Essaypro.com offers essay writing, research papers, dissertation writing help, admission essay help. They are able to do most types of humanities and various types of research papers. They will also proofread and edit your paper for you.

	My first impressions when writing EssayPro Review Reddit were very favorable. The site seemed very well designed, which is usually indicative of a profitable company and not a cheap scam site. The only thing that was questionable were the &quot;As Seen On&quot; logos at the bottom of the site. These are what web designers call &quot;trust seals,&quot; and they are commonly used on fraudulent and low quality sites to inspire trust. Despite their claims to have been featured on TechCo, Blogher, Lifehack, etc., I couldn&#39;t find any evidence to support their claims.

	Prices, discounts, and free features

	I was very upset when I found out that I could not get the price in U.S. dollars. I could get the price in UAE dollars, Canadian dollars, New Zealand dollars, Australian dollars, British pounds, and Irish euros, but not in U.S. dollars. Each page cost me &pound;8 for a two-week turnaround time, and I had to pay via PayPal because there was no other way to convert my dollar balance to British pounds without PayPal. Don&#39;t be fooled by their web copies that show dollar amounts because they are Australian dollars, not U.S. dollars.
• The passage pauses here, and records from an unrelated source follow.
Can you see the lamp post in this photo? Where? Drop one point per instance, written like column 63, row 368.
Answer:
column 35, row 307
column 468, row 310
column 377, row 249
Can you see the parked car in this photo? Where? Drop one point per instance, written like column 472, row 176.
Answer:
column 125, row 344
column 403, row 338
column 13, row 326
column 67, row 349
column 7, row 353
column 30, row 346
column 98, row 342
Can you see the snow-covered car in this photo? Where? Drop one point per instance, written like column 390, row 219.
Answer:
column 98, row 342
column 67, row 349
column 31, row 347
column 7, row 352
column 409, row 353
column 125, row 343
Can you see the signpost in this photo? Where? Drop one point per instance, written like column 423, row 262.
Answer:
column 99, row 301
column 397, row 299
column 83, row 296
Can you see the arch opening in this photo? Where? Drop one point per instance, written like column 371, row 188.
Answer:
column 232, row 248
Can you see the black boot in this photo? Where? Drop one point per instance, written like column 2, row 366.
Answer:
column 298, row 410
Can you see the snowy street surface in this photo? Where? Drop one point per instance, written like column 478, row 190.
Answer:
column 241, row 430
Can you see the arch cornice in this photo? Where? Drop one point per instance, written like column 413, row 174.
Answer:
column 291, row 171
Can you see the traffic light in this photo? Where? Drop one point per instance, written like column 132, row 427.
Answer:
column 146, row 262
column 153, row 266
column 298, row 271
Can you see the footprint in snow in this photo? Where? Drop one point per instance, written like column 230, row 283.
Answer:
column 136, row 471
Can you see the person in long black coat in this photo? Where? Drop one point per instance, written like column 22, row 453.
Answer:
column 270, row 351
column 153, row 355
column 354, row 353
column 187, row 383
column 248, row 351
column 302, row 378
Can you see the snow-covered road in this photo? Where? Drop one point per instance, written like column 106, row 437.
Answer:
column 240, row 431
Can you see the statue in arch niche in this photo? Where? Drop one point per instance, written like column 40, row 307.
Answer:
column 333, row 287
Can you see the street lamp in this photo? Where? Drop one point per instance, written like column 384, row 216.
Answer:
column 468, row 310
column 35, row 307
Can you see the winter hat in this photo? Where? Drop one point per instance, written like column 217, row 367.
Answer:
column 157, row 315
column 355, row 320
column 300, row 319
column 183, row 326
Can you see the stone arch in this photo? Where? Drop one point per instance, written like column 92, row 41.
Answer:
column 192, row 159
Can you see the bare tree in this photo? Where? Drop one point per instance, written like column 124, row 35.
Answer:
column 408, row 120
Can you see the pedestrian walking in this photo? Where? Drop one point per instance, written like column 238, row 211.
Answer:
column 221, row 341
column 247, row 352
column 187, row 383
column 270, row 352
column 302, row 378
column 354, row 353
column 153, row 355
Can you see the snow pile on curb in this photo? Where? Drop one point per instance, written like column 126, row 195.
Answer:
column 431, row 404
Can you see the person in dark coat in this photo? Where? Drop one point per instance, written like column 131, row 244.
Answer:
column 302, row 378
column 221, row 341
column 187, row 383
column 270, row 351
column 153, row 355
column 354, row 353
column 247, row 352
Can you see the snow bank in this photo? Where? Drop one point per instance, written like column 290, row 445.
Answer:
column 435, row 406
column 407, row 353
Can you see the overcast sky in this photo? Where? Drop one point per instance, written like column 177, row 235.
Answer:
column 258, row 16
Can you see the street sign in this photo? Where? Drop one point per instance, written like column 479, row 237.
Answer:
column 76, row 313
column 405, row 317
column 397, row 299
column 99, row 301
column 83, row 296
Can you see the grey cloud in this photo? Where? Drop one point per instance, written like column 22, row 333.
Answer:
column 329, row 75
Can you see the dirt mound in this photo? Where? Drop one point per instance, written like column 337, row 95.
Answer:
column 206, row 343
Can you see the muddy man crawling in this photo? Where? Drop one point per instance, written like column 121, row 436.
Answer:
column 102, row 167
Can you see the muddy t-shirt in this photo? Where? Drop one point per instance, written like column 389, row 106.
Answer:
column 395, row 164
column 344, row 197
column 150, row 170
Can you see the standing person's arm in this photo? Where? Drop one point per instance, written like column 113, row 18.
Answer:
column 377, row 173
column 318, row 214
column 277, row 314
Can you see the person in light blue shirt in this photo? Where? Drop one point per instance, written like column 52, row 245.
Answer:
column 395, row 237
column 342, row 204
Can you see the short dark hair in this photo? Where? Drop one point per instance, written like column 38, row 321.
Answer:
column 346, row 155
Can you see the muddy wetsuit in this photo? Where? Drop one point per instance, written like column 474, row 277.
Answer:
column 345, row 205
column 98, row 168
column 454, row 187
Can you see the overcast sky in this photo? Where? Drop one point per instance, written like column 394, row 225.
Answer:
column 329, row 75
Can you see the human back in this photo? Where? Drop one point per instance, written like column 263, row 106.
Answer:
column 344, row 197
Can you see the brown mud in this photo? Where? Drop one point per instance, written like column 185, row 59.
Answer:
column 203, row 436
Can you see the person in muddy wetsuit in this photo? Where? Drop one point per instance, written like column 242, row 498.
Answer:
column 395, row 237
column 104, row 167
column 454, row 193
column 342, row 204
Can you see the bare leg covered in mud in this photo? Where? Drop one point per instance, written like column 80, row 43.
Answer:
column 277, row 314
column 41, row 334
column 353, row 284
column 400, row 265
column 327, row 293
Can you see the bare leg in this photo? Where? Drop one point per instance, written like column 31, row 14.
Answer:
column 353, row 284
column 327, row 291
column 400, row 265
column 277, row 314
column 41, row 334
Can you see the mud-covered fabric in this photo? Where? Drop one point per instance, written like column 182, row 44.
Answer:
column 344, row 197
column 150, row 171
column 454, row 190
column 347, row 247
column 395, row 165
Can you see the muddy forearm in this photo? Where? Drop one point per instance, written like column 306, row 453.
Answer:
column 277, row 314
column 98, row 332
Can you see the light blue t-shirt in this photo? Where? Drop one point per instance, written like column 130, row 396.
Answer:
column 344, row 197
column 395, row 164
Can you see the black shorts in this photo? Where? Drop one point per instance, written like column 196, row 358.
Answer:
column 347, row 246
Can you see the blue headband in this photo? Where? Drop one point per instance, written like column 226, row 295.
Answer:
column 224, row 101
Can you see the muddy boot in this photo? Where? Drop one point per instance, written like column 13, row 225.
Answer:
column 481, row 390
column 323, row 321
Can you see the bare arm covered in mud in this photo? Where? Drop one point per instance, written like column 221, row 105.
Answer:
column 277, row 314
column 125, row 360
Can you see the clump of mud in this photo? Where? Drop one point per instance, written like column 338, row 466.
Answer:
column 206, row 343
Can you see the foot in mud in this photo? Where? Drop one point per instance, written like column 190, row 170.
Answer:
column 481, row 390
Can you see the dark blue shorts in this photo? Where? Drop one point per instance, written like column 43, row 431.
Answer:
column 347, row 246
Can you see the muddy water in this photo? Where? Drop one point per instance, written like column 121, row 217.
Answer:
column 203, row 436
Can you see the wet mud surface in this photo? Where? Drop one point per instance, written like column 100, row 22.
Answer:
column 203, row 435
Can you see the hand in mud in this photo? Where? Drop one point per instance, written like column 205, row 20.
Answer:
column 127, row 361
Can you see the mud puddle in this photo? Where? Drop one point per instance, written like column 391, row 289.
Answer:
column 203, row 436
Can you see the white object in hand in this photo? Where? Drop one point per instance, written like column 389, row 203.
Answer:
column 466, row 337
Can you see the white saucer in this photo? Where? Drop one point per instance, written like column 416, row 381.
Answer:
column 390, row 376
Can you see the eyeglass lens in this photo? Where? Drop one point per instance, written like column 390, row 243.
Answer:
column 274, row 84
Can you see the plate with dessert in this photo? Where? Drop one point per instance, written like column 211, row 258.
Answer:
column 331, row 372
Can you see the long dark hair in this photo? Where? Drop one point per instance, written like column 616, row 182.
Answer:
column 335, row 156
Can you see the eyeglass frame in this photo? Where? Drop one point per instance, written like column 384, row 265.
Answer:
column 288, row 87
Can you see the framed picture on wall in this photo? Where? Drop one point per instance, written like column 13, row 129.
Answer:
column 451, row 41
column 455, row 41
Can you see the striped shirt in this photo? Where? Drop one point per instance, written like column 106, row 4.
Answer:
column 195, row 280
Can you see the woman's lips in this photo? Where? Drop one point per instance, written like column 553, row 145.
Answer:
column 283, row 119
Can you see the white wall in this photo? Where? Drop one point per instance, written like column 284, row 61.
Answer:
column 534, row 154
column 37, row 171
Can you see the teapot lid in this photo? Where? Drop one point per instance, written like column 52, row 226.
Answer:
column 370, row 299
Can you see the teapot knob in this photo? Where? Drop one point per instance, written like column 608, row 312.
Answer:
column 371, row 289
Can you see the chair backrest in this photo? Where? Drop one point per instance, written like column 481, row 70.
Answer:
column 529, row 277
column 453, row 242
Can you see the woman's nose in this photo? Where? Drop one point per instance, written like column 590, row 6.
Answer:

	There were no discounts or free features. They offered things like a free title page and free bibliography pages, but that&#39;s standard procedure for an essay writing service.

	How does essaypro work?
	Start on the home page and use their quote tool to find out your price. Click on the &quot;Order&quot; button, enter your information, and submit your order. It took a while to process my order, after which I was asked to prepay.

	Is the essaypro company reliable?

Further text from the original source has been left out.